Dans l’ensemble de l’étude, 91 % des patients ont déclaré être en faveur de la légalisation du cannabis médical en France.
Son impact
Si les résultats sont très majoritairement positifs, ils devraient avoir peu d’impact sur le verdict du gouvernement français quant à la légalisation du cannabis à usage médical en France.
Tout d’abord, comme l’a souligné Nathalie Richard, directrice de l’ANSM, l’objectif de cet essai n’était « pas d’évaluer l’efficacité du cannabis médical, même si des données cliniques sont recueillies ».
Il vise au contraire à « évaluer, en situation réelle, les recommandations du comité en termes de conditions de prescription et de délivrance et l’adhésion des professionnels de santé et des patients à ces conditions », ne fournissant des données de sécurité et d’efficacité que comme « objectif secondaire ».
Benjamin-Alexandre Jeanroy, du cabinet de conseil sur le cannabis Augur Associates, basé à Paris, a fait écho à ces propos, ajoutant qu’il aurait été « surprenant » que ces résultats ne soient pas positifs, car ces indications ont été sélectionnées spécifiquement pour l’essai parce que le cannabis médical avait déjà été « évalué comme efficace ».
Bien que ces données ne signifient probablement pas grand-chose pour l’ensemble de l’essai, on s’attend à ce qu’elles constituent une aubaine pour les entreprises qui fournissent gratuitement des produits à l’essai depuis plus d’un an.
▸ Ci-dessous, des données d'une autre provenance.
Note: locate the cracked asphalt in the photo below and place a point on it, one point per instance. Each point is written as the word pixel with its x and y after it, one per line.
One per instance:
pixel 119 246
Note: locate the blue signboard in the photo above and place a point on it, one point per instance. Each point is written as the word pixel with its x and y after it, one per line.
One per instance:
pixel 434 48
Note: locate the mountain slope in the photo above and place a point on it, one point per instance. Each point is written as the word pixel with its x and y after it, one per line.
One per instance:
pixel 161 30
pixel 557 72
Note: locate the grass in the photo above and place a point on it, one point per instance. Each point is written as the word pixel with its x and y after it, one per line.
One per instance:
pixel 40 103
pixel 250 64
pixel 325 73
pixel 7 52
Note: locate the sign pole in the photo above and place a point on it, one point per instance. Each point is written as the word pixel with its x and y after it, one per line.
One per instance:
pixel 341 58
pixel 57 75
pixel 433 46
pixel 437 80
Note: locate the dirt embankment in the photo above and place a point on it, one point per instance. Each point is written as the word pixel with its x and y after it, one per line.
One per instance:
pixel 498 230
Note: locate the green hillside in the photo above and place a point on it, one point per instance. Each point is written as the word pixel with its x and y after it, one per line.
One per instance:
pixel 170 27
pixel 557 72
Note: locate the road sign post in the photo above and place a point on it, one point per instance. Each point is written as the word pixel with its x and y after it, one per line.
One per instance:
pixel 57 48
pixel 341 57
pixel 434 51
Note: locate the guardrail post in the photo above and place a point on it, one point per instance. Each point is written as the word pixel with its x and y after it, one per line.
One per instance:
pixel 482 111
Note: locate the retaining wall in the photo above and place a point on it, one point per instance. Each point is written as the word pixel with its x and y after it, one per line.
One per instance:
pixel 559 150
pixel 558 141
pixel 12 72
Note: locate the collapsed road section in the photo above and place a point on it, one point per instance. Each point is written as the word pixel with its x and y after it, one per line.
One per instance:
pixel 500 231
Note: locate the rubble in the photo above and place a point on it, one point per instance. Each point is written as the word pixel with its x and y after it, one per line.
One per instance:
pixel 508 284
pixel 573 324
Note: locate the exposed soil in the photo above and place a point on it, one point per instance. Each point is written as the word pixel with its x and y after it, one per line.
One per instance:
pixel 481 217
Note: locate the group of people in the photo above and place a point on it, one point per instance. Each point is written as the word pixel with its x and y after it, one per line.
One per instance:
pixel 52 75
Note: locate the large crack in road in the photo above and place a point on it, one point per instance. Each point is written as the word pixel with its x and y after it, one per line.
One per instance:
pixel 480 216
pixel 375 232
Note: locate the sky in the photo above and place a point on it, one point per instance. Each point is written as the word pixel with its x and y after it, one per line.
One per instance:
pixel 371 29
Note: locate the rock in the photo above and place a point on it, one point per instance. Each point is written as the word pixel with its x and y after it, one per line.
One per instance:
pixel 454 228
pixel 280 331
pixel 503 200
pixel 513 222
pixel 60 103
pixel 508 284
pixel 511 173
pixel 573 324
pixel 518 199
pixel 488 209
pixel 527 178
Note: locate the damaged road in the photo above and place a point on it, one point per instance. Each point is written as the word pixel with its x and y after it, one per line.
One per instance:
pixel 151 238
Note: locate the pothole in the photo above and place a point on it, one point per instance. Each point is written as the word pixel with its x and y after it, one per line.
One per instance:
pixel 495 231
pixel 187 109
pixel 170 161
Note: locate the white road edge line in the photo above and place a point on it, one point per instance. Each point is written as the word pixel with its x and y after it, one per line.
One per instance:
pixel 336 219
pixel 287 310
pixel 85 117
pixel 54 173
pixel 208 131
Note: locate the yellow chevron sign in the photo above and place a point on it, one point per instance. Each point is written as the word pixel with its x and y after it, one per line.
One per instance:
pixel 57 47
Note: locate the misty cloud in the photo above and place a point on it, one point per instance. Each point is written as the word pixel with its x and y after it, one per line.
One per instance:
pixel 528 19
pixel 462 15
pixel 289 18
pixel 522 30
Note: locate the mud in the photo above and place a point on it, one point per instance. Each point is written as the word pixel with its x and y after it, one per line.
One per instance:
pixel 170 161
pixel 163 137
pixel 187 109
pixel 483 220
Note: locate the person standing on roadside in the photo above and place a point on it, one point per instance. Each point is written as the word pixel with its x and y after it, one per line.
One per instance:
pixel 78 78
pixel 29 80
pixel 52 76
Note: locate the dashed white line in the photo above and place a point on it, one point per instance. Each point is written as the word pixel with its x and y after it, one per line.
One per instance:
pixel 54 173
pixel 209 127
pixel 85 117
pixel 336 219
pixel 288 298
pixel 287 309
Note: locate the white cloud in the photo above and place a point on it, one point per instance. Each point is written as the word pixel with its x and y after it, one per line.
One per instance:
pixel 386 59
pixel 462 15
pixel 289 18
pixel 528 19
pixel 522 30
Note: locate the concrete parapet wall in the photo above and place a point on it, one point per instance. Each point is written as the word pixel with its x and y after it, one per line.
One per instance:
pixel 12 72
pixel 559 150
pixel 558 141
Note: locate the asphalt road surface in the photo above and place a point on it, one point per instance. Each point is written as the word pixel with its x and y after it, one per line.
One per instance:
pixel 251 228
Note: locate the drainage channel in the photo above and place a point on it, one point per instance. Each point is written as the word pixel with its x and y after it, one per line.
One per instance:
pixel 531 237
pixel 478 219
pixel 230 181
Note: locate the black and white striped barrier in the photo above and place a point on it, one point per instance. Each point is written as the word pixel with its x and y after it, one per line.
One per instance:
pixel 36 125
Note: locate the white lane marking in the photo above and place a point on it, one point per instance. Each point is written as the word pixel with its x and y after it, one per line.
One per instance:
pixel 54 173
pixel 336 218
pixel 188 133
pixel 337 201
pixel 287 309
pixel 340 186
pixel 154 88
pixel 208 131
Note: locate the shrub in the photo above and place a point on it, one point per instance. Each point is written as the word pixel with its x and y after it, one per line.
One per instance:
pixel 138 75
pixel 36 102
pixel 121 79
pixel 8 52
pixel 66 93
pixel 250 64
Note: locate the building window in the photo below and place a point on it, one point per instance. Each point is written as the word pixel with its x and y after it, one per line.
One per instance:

S’adressant à Marijuana Business Daily en 2020, le Dr Authier a déclaré : « Il ne serait pas légal de donner l’exclusivité aux fournisseurs, mais avec des centaines de patients déjà traités (à la fin de l’expérience) et des médecins habitués à prescrire leurs produits, c’est probablement un avantage marketing. »
Il a ajouté que ces entreprises seraient également « les premières sur le marché » en cas de légalisation du cannabis médical, et qu’elles feraient également des « économies » sur la recherche clinique.
Les entreprises qui fournissent actuellement à leurs propres frais l’expérience française sur le cannabis médical comprennent le géant canadien Aurora Cannabis en partenariat avec Ethypharm, Tilray en partenariat avec Medipha Sante, l’israélien Panaxia Pharmaceutical en partenariat avec Neuraxpharm France, l’australien Little Green Pharma en partenariat avec Intsel Chimos, et Emmac Life Sciences, qui a depuis été racheté par l’acteur américain Curaleaf.
Cependant, maintenant que le projet a été prolongé d’une année supplémentaire, rien ne garantit que ces accords d’approvisionnement resteront en place.
BusinessCann croit savoir qu’un deuxième appel d’offres est actuellement en cours et que les fournisseurs potentiels devront se soumettre à un processus de vérification rigoureux avant d’être sélectionnés.
La différence essentielle cette fois-ci est que les fournisseurs devraient être payés pour leurs contributions, l’Agence nationale de la santé et des médicaments ayant déjà demandé aux fournisseurs actuels une liste de prix pour estimer le coût de l’essai prolongé.
L’essai actuel doit se terminer en mars de cette année, et des questions subsistent quant au mode de financement de l’année suivante et au montant que les entreprises recevront pour leurs produits.